No, they called it The Kinks Are the Village Green Preservation Society. If that weren’t enough, the creative, prolific songwriter and frontman Ray Davies followed it up with the rock opera “Preservation: Act 1” and “Preservation: Act 2.”

Like many conceptual works, these albums received less fan adulation than critical praise – and sometimes not even that. Over the years, though, “The Kinks Are the Village Green Preservation Society” achieved cult status, and today is their best-selling album (says Wikipedia). It also inspired a book in the 33 1/3 music series. The title track is a cheerful-sounding anthem that celebrates the everyday fixtures of bourgeois life at the same time that cultural revolution throughout the West was turning that life upside down. (Perhaps the ultimate subversive move.)

Kinks field
The original foursome, from left: Dave Davies, Ray Davies, Mick Avory, Pete Quaife. After ‘Village Green,’ the lineup changed.

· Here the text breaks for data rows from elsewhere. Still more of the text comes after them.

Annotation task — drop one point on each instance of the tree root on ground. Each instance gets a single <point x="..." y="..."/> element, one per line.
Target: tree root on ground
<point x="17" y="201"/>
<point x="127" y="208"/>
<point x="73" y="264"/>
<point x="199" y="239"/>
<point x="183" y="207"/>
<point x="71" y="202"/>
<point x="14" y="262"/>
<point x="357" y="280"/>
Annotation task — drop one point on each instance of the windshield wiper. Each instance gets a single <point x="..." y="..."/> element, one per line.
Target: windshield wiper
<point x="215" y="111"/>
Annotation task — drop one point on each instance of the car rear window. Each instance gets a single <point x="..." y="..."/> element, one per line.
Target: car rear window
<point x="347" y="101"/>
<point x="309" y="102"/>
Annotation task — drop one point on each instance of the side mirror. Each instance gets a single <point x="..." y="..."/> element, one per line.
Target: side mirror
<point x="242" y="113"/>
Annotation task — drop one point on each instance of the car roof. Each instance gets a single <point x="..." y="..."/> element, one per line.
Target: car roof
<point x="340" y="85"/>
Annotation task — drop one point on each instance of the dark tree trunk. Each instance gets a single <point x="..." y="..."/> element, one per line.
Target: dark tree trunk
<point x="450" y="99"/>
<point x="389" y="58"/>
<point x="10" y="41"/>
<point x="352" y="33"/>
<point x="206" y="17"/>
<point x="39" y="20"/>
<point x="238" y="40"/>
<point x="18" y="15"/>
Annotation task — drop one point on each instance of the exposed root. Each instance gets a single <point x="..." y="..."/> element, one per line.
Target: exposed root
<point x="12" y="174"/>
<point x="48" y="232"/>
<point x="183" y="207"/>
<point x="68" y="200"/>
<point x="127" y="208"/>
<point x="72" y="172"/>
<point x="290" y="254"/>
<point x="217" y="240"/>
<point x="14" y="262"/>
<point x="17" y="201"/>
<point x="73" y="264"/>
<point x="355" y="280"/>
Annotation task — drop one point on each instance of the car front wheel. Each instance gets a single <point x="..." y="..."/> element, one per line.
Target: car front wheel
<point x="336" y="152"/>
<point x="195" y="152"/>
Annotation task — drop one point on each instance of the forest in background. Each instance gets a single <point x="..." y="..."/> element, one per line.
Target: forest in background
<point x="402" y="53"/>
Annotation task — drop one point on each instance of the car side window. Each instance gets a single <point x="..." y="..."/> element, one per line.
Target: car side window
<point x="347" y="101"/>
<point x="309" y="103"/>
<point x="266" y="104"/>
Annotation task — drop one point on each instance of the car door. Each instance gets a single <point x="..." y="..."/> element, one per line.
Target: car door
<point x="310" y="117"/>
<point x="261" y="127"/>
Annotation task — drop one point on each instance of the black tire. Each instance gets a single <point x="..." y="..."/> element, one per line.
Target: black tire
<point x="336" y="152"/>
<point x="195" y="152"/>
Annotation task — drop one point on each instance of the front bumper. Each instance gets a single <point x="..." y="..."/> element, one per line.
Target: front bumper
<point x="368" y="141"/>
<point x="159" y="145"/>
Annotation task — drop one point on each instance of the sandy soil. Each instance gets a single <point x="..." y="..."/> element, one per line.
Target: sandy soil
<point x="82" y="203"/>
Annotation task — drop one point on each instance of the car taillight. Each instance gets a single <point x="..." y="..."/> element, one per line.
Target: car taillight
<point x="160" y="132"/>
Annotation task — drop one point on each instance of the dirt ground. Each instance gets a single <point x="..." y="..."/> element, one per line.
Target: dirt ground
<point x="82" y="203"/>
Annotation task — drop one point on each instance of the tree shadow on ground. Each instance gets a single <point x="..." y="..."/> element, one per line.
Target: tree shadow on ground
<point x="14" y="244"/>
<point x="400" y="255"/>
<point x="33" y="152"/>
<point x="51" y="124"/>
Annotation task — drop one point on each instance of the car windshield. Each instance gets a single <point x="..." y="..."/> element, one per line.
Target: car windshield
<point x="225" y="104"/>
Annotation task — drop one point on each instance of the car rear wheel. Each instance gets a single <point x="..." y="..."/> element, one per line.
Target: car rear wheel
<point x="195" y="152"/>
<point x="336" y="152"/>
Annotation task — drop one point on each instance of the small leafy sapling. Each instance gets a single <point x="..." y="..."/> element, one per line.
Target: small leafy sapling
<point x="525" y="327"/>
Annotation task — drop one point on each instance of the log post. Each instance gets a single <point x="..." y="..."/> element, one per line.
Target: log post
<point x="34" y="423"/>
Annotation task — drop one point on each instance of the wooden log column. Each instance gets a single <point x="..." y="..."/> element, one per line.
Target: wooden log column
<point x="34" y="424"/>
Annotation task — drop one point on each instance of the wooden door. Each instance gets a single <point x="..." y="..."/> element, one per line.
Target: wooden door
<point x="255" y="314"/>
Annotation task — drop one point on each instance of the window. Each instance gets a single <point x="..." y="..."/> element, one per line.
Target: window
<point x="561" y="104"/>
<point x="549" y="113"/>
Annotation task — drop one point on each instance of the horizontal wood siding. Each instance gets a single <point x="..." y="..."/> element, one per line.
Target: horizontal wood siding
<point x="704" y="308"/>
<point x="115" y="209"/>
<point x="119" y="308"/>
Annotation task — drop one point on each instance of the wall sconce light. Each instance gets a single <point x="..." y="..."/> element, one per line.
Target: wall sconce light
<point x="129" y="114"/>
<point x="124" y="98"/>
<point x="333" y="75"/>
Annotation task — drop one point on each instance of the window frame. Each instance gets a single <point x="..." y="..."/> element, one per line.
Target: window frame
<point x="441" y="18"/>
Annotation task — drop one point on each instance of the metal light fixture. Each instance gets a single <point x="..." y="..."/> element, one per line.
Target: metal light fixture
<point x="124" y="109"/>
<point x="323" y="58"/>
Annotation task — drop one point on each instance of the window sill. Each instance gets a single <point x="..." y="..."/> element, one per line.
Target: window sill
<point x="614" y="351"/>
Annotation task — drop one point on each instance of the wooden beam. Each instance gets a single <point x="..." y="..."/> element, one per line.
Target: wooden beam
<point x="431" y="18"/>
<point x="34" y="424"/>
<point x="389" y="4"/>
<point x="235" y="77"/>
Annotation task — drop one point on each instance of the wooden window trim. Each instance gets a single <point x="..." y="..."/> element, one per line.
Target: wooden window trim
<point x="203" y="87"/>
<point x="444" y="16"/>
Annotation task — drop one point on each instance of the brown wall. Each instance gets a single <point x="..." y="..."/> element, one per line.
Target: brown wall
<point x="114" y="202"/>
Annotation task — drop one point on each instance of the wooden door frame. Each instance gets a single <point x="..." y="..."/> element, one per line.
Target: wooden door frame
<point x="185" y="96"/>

Indeed, what frontman Ray Davies means by “preservation” isn’t quite what today’s preservationists relate to: He expresses more nostalgia for a comfortable suburb than engagement with the intricacies of architecture, history and public life. But the yearning for familiarity, coherence and unity are deeply human desires that inspire everyone with a preservationist impulse. The line “God save little shops” certainly resonates with our current obsession with disappearing small businesses.

And the refrain says it all, as only song lyrics can:

Preserving the old ways from being abused.
Protecting the new ways, for me and for you.
What more can we do?

 

Thanks to Jimmy Carbone for playing “The Village Green Preservation Society” for staff members of this preservation society at Jimmy’s No. 43 one winter night.